Kris Moller 1 , Michelle Butler 2 , Tami Cave 3 4 , Kate Treves 3 , Cervantee Wild 5 , Lisa Wynter 3 , Cameron Grant 6 , Paul Hofman 4 , Yvonne C Anderson 3 4
  1. Sport Taranaki, New Plymouth, New Zealand
  2. Taranaki Base Hospital, New Plymouth, New Zealand
  3. Taranaki Base Hospital, New Plymouth, New Zealand
  4. Liggins Institute, The University of Auckland, Auckland , New Zealand
  5. Liggins Institute, The University of Auckland, Auckland, New Zealand
  6. Department of Paediatrics, The University of Auckland, Auckland, Auckland , New Plymouth

Whanau Pakari is a multi-disciplinary intervention programme for obese children and adolescents in Taranaki, targeting Maori and those in most deprived areas, who are over-represented in obesity statistics.

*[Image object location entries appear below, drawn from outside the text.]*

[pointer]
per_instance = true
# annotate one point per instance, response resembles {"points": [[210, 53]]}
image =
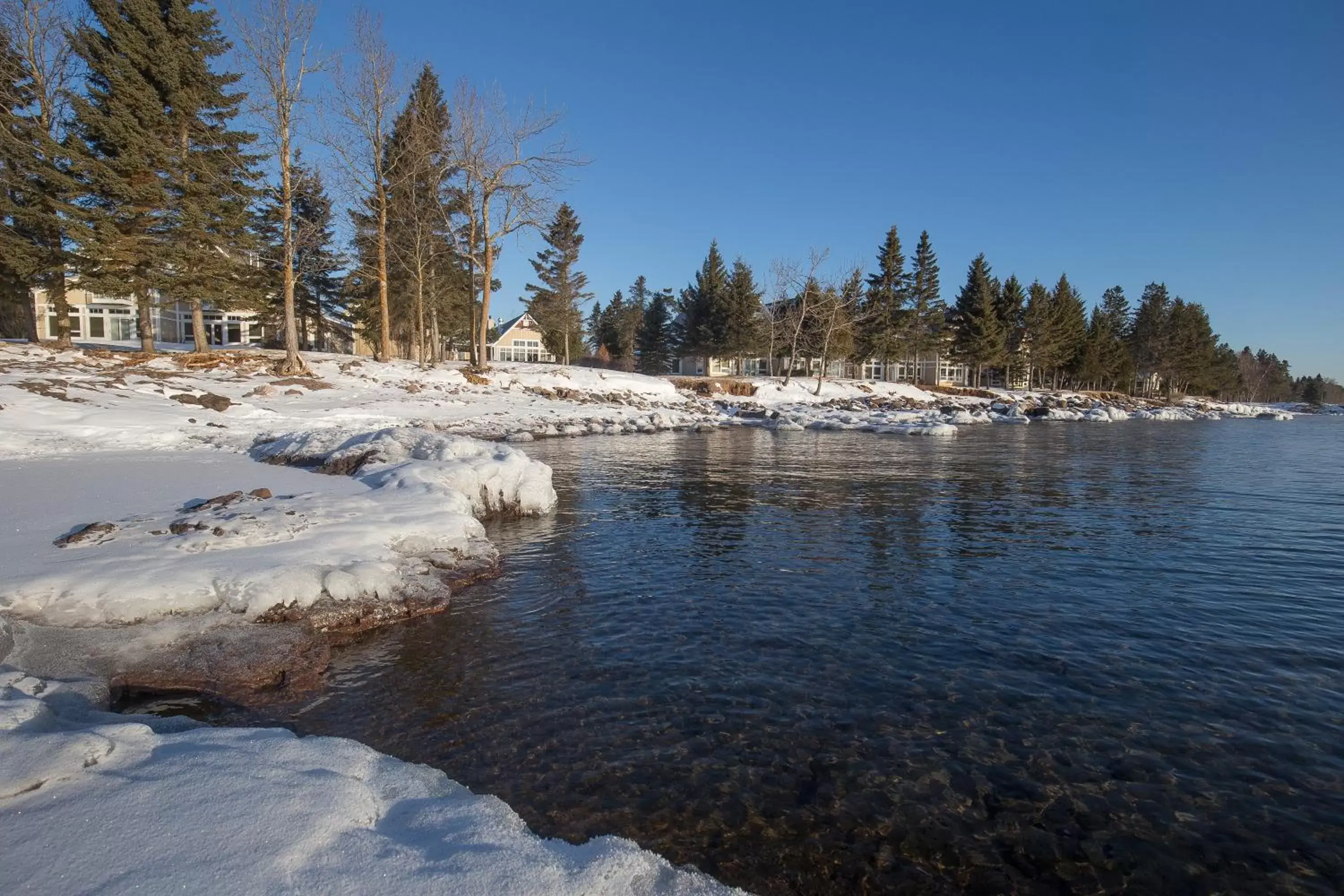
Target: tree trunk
{"points": [[198, 327], [293, 361], [144, 311], [420, 320], [486, 285], [436, 353], [385, 343], [58, 302]]}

Aim: To assess perceived versus actual activity level at initial assessment, and compare activity levels of participants with national data.

Methods: Baseline assessments from January 2012 to August 2014 were reviewed. Referral criteria were overweight or obese, age 5-16 years. Participants completed the Children’s Physical Activity Questionnaire (C-PAQ)2  and were requested to wear an ActiGraph GT3X accelerometer during waking hours for two week days and one weekend day.

Results: 240 baseline assessments were analysed.C-PAQ questionnaires were available for 235 participants, and accelerometer data for 137. Maori was the self-identified ethnicity for 109 (45%), New Zealand European (NZE) for 109 (45%), Pacific Island for 6 (3%), Asian for 6 (3%), and other ethnic groups for 10 (4%).

The C-PAQ showed lower self-report of activity compared with ActiGraph data for time spent in the activity range from lifestyle to very vigorous physical activity (94 minutes vs. 135 minutes respectively, p<0.0001).

There was no significant difference between average actual physical activity levels[(moderate to very vigorous activity) between Maori and NZE (39 minutes vs. 37 minutes, p=0.8), which is lower than the national average of 104 minutes3, and lower than the recommended 60 minutes per day of moderate to very vigorous activity for children4. 

Average screen time per weekday trended to be lower in Maori compared with NZE (142 vs. 158 minutes respectively, p=0.08). National guidelines recommend no more than 120 minutes per day4 .

Conclusion: In obese children aged 5 to 16 years perceived overall activity underestimates actual activity levels. In these obese children neither duration of moderate to very vigorous activity levels nor of screen time met the currently recommended levels.

  1. Ministry of Health. 2013. New Zealand Health Survey: Annual update of key findings 2012/13. Wellington: Ministry of Health
  2. CPAQ - http://www.mrc-epid.cam.ac.uk/files/2013/05/CPAQ.pdf
  3. Clinical Trials Research Unit, Synovate. A National Survey of Children and Young People's Physical Activity and Dietary Behaviours in New Zealand: 2008/09–Key Findings. Wellington, New Zealand: Ministry of Health; 2010
  4. Ministry of Health, Clinical Trials Research Unit. Clinical guidelines for weight management in New Zealand children and young people. Wellington: Ministry of Health; 2009.